Opinion
NO. WR-91,276-01
07-22-2020
EX PARTE PATRICK NEAL HAWTHORNE, Applicant
ON APPLICATION FOR A WRIT OF HABEAS CORPUS CAUSE NO. 011209-A IN THE 259TH DISTRICT COURT FROM JONES COUNTY
Per curiam. ORDER
Applicant was convicted of two counts of aggravated sexual assault of a child and sentenced to consecutive sentences of 7 years' imprisonment. The Eleventh Court of Appeals affirmed his conviction. State v. Hawthorne, Nos. 11-16-00337-CR, 11-16-00359-CR (Dec. 31, 2018). Applicant filed this application for a writ of habeas corpus in the county of conviction, and the district clerk forwarded it to this Court. See TEX. CODE CRIM. PROC. art. 11.07.
Applicant contends that his conviction was the result of a Brady violation when the prosecutor failed to disclose an audiovisual recording of the complainant's initial statements to police. Applicant asserts that, in this recording, the victim made statements that were exculpatory and impeaching. To establish a claim under Brady, Applicant must demonstrate that: (1) the State failed to disclose evidence; (2) the withheld evidence is favorable to Applicant; and (3) the evidence is material. Ex parte Miles, 359 S.W.3d at 665. (citing Hampton v. State, 86 S.W.3d 603, 612 (Tex. Grim. App. 2002)). For purposes of a Brady claim, "the State" includes the prosecutor, other employees in the prosecutor's office, and members of law enforcement connected to the investigation and prosecution of the case. Ex parte Chaney, 563 S.W.3d 239, 266 (Tex. Crim. App. 2018). Favorable evidence includes exculpatory evidence and impeachment evidence. Id. (citing United States v. Bagley, 473 U.S. 667, 676 (1985)). Evidence is material if there is a reasonable probability that had the evidence been disclosed, the outcome of the trial would have been different. "A 'reasonable probability' is a probability sufficient to undermine confidence in the outcome." Ex parte Lalonde, 570 S.W.3d 716, 724 (Tex. Crim. App. 2019).

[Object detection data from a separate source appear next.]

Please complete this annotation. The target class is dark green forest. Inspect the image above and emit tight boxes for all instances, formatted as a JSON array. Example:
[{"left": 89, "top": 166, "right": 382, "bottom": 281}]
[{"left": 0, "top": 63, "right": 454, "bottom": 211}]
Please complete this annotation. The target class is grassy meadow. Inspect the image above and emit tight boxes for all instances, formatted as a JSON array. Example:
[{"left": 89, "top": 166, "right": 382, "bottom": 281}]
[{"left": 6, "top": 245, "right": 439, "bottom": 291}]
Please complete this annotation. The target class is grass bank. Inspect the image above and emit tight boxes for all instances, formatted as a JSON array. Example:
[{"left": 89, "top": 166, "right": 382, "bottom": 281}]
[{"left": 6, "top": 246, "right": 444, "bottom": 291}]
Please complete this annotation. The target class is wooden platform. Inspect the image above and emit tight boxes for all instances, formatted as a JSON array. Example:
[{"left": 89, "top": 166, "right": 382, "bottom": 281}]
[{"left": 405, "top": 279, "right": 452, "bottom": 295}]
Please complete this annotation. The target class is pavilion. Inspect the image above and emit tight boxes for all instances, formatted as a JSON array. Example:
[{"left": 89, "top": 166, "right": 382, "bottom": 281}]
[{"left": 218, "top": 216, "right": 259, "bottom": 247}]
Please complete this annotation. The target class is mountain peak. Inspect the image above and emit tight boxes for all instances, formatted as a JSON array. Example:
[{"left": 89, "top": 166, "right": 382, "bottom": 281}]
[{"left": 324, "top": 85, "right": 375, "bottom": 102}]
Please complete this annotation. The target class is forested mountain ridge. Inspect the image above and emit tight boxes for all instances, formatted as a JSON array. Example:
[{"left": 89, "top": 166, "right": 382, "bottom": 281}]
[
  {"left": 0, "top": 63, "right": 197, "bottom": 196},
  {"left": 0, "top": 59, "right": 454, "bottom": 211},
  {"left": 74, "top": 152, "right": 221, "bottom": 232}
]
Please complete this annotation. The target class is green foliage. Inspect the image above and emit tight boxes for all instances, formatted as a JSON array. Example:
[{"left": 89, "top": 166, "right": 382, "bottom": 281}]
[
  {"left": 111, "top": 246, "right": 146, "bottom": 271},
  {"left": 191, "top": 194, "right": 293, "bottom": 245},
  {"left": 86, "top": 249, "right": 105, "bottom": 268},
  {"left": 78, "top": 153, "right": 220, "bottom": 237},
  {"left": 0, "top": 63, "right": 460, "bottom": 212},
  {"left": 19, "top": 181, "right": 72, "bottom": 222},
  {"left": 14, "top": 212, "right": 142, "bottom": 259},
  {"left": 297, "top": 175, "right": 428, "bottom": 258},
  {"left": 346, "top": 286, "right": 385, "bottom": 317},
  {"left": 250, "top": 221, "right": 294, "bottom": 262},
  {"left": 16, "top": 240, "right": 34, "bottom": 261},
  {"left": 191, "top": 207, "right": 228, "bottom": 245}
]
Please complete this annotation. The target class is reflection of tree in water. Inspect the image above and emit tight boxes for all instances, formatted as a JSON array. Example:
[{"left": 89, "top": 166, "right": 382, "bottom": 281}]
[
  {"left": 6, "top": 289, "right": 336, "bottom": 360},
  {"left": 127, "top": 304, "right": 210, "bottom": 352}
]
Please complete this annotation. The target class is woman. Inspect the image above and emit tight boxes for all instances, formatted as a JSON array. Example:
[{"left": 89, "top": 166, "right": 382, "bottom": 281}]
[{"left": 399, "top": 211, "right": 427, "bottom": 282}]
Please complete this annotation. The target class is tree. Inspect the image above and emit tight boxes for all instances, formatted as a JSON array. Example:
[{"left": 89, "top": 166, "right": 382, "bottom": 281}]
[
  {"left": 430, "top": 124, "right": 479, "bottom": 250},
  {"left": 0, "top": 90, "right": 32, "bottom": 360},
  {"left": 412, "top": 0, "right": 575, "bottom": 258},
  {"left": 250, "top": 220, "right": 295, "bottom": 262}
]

Determining whether particular evidence was "material" under Brady is a mixed question of law and fact. Ex parte Weinstein, 421 S.W.3d 656, 664 n.17 (Tex. Crim. App. 2014). Materiality is determined by examining the alleged error in the context of the entire record and the overall strength of the state's case. Id. (citing Harm v. State, 183 S.W.3d 403, 409 (Tex. Crim. App. 2006)). See also, e.g., United States v. Sipe, 388 F.3d 471, 479 (5th Cir. 2004) ("a Brady determination is inevitably a contextual inquiry, involving questions of both law and fact. . . . because the court must judge the effect of the evidence on the jury's verdict, the Brady decision can never be divorced from the narrative of the trial."); United States v. Severns, 559 F.3d 274, 278 (5th Cir. 2009) ("While we examine the Brady question de novo, 'we must proceed with deference to the factual findings underlying the district court's decision.'").
Applicant has alleged facts that, if true, might entitle him to relief. Accordingly, the record should be developed. The trial court is the appropriate forum for findings of fact. TEX. CODE CRIM. PROC. art. 11.07, § 3(d). The trial court shall order the State to respond to Applicant's claim. In developing the record, the trial court may use any means set out in Article 11.07, § 3(d). If the trial court elects to hold a hearing, it shall determine whether Applicant is indigent. It appears that Applicant is represented by counsel. If that is not the case, and Applicant is indigent and wants to be represented by counsel, the trial court shall appoint counsel to represent him at the hearing. See TEX. CODE CRIM. PROC. art. 26.04. If new counsel is appointed or retained, the trial court shall immediately notify this Court of counsel's name.
The trial court shall make findings of fact and conclusions of law as to whether the State failed to disclose favorable, material evidence to Applicant. The trial court may make any other findings and conclusions that it deems appropriate in response to Applicant's claim.
The trial court shall make findings of fact and conclusions of law within ninety days from the date of this order. The district clerk shall then immediately forward to this Court the trial court's findings and conclusions and the record developed on remand, including, among other things, affidavits, motions, objections, proposed findings and conclusions, orders, and transcripts from hearings and depositions. See TEX. R. APP. P. 73.4(b)(4). Any extensions of time must be requested by the trial court and obtained from this Court. Filed: July 22, 2020
Do not publish
Brady v. Maryland, 373 U.S. 83, 87 (1963).